2018 Fiscal Year Research-status Report
「奴隷的拘束からの自由」の憲法上の意義に関する比較法的研究
Project/Area Number |
17K18181
|
Research Institution | Waseda University |
Principal Investigator |
小池 洋平 早稲田大学, 社会科学総合学術院(先端社会科学研究所), その他(招聘研究員) (50779121)
|
Project Period (FY) |
2017-04-01 – 2020-03-31
|
Keywords | 奴隷的拘束からの自由 / アメリカ合衆国憲法修正第13条 / 反奴隷制論 / 奴隷制擁護論 / アメリカ立憲主義 |
Outline of Annual Research Achievements |
2018年度はアメリカ合衆国憲法修正第13条制定時の連邦議会において,解放奴隷のためにいかなる連邦法が準備されていたのかを整理し,そして,修正第13条の意義とそれら連邦法の理念的関係性を検討した。 具体的に主たる検討素材としたのは,第38回連邦議会で成立したいわゆる「解放民局法」(1865年3月成立)である。

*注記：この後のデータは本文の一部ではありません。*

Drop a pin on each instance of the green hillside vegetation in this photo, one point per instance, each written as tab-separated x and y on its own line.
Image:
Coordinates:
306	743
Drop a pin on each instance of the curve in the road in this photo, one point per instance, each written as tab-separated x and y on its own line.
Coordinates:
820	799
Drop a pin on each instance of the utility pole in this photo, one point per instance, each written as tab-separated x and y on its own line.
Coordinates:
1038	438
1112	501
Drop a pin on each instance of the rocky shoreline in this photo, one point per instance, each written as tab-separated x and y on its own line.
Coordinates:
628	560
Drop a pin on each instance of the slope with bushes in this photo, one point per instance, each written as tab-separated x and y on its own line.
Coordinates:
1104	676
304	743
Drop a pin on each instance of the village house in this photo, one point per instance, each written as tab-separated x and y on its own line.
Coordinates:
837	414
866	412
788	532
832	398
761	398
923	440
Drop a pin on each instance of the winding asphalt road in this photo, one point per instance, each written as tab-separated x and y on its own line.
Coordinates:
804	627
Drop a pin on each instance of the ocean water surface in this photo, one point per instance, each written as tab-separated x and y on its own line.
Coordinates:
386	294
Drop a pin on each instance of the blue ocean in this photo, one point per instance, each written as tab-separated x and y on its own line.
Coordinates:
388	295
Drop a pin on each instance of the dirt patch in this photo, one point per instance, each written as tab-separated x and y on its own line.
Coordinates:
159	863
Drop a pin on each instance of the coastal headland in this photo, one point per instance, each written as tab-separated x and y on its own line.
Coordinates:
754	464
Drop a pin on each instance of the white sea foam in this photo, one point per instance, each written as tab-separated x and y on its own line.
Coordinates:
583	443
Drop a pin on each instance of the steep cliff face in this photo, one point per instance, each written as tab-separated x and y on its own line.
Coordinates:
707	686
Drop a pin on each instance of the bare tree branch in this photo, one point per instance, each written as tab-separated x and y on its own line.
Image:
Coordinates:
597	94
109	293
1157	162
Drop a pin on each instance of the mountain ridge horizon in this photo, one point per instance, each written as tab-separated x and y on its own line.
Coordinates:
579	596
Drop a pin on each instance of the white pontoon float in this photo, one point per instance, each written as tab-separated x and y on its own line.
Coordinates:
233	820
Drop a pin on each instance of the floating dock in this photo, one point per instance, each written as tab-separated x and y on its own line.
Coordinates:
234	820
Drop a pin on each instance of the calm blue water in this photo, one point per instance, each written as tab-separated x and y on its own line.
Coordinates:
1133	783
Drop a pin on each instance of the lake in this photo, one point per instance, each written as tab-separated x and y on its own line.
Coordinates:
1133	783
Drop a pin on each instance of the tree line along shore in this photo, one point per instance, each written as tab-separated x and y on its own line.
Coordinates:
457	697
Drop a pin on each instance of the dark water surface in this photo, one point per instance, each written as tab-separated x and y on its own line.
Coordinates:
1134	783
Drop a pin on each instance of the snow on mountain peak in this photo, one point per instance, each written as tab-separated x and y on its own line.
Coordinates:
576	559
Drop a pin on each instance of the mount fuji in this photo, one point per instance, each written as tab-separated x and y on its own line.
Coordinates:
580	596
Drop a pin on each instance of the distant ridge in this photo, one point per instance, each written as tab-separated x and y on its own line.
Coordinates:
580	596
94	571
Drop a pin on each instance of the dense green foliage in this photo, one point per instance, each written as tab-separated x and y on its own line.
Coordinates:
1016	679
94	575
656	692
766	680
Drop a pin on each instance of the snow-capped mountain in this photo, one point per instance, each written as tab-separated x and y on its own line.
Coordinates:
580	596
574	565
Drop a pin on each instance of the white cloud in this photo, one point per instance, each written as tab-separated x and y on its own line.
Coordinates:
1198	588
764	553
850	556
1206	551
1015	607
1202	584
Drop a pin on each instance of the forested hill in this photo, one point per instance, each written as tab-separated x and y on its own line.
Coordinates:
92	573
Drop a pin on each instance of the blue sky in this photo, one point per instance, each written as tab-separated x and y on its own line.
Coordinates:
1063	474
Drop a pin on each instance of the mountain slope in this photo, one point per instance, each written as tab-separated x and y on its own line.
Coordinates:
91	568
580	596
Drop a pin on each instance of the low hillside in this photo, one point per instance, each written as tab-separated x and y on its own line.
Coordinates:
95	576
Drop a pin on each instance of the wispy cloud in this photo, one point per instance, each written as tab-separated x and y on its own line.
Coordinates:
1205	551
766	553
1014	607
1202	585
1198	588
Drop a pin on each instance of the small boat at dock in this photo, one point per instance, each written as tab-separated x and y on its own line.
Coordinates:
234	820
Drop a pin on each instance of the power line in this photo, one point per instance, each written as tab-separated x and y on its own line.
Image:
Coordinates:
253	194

同法の審議は1864年2月から本格化しており,修正第13条審議と時期的に重なるものであり,ここには奴隷制廃止後の解放奴隷の取り扱いに関する構想が含まれている。 この連邦法の審議録を分析した結果,特に,奴隷主から解放されることによって「ヘルプ・レス」な状態に置かれてしまうという問題を巡り,いかなる支援が必要であり,連邦政府として支援できるのはどの部分までなのかが論点となっていたことを確認した。そして,修正第13条制定支持派は必要な支援の一つとして「働く機会」と「合理的な賃金」の保障を構想していたことも確認できた。これは修正第13条審議において引き合いに出されていた「労働の成果の享受」と連関する構想であると位置付けることができる。 もっとも,修正第13条制定反対派と修正第13条制定支持派との間だけではなく,後者内部においても解放奴隷の人間観に関する複雑な対立が存在していたことも確認できた。この複雑な対立が解放奴隷の「合衆国市民化」に向けた政策形成にも影響と与えている可能性も明らかにすることができた。 上記の研究成果は2018年10月に行われた研究会にて報告し,現在は,そこでの指摘を踏まえた形で論文としてとりまとめて公表する準備をしている。
|
Current Status of Research Progress |
Current Status of Research Progress
2: Research has progressed on the whole more than it was originally planned.
Reason
現時点において,アメリカ憲法史における「奴隷的拘束からの自由」の意義を明らかにするという本研究課題の目標につき,合衆国憲法修正第13条を素材とした分析はおおむね順調に進展している。 2018年度は修正第13条に関する分析に加えて,上記概要のように,関連する連邦法の審議録を入手し,論点整理が完了し,各論点ごとの分析に着手することができている。また,この分析を進めるなかで,解放民局の設置をはじめとする具体的な政策それ自体と修正第13条の連関性を検討する必要性も浮上しているが,この検討にも着手できている。
|
Strategy for Future Research Activity |
2019年度は,合衆国憲法修正第13条制定時において,連邦議会が解放奴隷に対していかなる支援を構想していたのかをとりまとめ,修正第13条の意義との連関を明らかにする。そして,その成果を研究論文として公表する。 その上で,本研究課題の意義をさらに深めるために,修正第13条成立後の再建期アメリカにおける立憲主義の土台となった憲法思想の解明を射程に入れた研究全体の総括を行い,公表したい。
|
Causes of Carryover |
2018年10月に行った学会発表において,1865年解放民局法に関する研究成果を報告したところ,アメリカ合衆国憲法修正第13条の意義について,特にその現代的応用性を高めるために関連する判例を検討する必要性が生じた。 そのため,本研究課題全体の成果をより深めるために,当初の研究計画で想定していた期間を延長し,オンラインデータベース及び連邦議会図書館で資料を収集・分析したい。オンラインデータベースで入手できる資料の大部分は入手済みであり,次年度使用額は2019年夏に連邦議会図書館で資料を収集するために使用する予定である。